The would have this situation in Git too. If the Git-server was setup to only allow fast-forward merges, then they wouldn't be able (little uncertain here) to force it through either. Forcing something is never a good idea, even in Hg.
> The fact that is would possible to recover from this situation using a command that one never has any other need to even know about is no excuse for the fact that it is even possible.
So... Git provides a feature, allowing you to clean up history before merging (what it is mostly used for anyway). Git even provides an option to recover from these changes... And you're upset because colleagues of you who apparently didn't know Git, fucked up?
Atlassian Stash comes with a plugin that exposes a "Disable Force Push" toggle. I have that on for all the repositories it hosts. Nobody complains that force push doesn't work (~10 devs) because if you're doing force push you're probably doing something wrong.

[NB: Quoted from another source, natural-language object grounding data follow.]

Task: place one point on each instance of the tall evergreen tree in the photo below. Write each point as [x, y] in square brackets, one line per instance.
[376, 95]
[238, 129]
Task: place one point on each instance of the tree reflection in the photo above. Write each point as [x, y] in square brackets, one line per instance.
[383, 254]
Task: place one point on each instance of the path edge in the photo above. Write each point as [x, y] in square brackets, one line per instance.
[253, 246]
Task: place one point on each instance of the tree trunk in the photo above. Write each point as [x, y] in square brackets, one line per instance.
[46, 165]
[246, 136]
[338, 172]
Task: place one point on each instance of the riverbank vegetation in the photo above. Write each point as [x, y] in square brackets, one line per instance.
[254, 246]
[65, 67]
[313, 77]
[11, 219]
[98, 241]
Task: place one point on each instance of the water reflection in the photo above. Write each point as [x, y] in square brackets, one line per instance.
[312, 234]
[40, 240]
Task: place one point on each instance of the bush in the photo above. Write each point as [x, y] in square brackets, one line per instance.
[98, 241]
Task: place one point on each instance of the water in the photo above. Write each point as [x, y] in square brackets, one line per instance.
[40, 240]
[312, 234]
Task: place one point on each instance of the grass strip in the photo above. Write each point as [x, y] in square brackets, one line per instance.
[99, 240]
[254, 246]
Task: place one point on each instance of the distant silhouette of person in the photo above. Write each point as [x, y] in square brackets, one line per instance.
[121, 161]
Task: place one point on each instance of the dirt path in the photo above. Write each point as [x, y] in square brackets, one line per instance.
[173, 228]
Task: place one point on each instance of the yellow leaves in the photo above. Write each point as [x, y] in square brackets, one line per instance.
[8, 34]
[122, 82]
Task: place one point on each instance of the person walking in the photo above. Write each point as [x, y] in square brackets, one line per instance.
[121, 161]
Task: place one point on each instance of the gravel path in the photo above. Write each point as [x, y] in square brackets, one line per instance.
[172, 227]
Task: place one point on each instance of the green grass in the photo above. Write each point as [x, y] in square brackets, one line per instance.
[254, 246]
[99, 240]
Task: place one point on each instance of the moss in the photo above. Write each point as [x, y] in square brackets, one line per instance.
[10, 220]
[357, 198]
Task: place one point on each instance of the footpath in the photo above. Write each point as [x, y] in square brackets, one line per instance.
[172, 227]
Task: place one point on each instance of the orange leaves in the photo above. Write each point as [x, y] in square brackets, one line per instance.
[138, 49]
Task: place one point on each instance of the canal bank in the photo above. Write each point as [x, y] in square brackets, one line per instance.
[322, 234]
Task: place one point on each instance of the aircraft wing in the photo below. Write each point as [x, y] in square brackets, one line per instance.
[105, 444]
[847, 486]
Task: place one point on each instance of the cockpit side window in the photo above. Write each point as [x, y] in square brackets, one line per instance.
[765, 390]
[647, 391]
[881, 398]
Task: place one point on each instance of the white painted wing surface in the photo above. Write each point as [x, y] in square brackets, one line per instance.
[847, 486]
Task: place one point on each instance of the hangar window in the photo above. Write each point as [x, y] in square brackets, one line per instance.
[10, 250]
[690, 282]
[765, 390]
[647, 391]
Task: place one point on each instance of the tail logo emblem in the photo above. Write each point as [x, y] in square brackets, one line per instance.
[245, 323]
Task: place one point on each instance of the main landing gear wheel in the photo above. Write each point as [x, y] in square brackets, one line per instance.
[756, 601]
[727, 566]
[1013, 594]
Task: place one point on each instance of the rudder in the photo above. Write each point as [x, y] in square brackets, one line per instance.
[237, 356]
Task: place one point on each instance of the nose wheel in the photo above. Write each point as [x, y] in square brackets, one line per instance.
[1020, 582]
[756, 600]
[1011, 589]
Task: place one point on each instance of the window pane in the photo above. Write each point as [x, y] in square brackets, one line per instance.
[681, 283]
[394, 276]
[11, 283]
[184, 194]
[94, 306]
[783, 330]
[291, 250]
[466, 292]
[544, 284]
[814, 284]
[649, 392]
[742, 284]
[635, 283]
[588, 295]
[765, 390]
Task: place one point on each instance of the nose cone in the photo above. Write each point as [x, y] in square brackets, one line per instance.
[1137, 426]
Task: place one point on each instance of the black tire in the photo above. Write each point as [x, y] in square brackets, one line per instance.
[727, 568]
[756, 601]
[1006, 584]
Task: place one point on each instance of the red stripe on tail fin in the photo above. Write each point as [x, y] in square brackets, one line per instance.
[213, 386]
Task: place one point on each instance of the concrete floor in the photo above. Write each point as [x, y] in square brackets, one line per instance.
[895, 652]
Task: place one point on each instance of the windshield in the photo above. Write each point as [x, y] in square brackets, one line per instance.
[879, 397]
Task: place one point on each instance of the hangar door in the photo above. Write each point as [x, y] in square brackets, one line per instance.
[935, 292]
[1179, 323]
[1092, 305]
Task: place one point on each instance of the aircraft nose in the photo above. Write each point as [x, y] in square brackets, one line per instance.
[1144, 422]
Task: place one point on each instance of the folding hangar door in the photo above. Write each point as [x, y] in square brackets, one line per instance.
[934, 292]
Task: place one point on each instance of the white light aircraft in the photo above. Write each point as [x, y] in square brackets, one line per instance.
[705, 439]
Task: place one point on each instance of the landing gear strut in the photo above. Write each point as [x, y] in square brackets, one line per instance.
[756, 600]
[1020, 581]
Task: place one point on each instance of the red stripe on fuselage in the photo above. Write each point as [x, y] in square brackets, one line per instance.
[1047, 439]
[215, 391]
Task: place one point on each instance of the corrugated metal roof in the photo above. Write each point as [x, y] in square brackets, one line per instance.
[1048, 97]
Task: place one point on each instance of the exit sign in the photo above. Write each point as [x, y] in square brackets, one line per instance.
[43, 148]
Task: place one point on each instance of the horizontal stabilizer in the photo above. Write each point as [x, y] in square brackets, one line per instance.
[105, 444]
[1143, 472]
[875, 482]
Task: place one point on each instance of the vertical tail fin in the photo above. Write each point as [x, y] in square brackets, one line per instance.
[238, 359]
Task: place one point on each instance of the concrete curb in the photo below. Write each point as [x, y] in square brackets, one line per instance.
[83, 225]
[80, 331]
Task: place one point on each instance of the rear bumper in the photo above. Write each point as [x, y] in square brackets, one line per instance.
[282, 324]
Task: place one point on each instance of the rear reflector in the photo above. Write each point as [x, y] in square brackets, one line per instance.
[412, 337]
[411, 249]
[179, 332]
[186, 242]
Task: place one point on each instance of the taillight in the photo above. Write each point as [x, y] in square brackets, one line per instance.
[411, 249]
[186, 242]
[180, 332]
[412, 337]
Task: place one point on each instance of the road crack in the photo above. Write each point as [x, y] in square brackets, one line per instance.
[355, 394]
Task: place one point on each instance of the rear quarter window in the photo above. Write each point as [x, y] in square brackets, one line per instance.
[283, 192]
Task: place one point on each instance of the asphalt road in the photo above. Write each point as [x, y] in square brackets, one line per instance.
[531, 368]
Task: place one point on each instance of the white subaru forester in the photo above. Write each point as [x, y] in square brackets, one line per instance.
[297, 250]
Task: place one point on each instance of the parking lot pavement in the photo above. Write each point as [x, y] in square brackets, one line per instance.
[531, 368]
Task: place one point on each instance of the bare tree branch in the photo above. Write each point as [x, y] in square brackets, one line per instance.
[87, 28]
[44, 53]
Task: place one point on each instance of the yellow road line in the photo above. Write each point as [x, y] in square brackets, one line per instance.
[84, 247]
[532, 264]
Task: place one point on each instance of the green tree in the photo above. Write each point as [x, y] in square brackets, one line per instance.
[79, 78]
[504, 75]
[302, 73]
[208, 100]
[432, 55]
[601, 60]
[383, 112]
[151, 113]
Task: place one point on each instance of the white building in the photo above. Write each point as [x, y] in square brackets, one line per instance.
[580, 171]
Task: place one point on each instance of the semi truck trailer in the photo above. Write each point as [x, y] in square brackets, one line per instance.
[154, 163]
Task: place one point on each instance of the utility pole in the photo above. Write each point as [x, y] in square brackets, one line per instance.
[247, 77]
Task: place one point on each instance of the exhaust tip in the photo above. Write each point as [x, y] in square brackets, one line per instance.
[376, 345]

>> some other colleagues had misused a forced push
> Git has a learning curve.
That sounds a bit like a euphemism for "is hard to use".
However, that's not what i'm getting at. The first pair of people misused a forced push because they're clowns. They are never going to learn to use any version control system properly, even if the learning curve was down a slide. If we disabled force push, they'd probably have reenabled it (they're sysadmins, so it would be hard to stop them).
The problem is that the second pair of developers, who are not clowns, but are also not Git power users, nor have any interest in becoming Git power users, got screwed by the first pair's mistake, and could only have got out of it by using an obscure feature known only to Git power users.
> and could only have got out of it by using an obscure feature known only to Git power users.
Obscure? I spent one afternoon reading the Pro Git book that is available free online. The first thing you learn, after learning to alter history, is the reflog.
Look, everything people in our business do is based on trust. It's fairly easy to mess up for everyone, and this includes Mercurial as well. Like switching bookmarks around or messing with hg strip.
This is not an acceptable solution as a plan. It is, instead, a terrible hack to deal with expected error. Better yet is to plan for errors to be exceptional things.
git bills itself as the stupid content tracker. It's much better to add a small amount of smarts to ensure that you and your friends don't have to reach in the trash and get the changesets you erroneously deleted.
And it's not an error that the user tells git (s)he wants to remove or squash or whatever some commits. Git gives you that flexibility, which alot of people like, and at the same time gives users an undo-history in case they mess up.
On the other hand, I've used the reflog once in the last four months. For me, the use of reflog really has been exceptional.
That said, once I got my head around the full ramifications of Git's lightweight branching, I still think it was the better choice over named branches and bookmarks. When learning Mercurial, SVN-minded me naturally gravitated towards branches for everything because of the name, and learning the distinction of when to use bookmarks and when to use branches wasn't exactly clear until I finally understood how Git's branches worked - and at that point the thought of enshrining branch names in the history forevermore suddenly turned from an obvious "why not?" to a "why?". Git's interface can always get better, but Mercurial will always have branches that live forever in history and are named "Branches".
Still, in Bizarro-2013 where Git never existed or never got the boost from Github, I think Mercurial would have been just as serviceable, and I think that it's a great second option to present if you want to migrate to a DVCS but your teammates can't get their head around Git. Kudos to them on another release.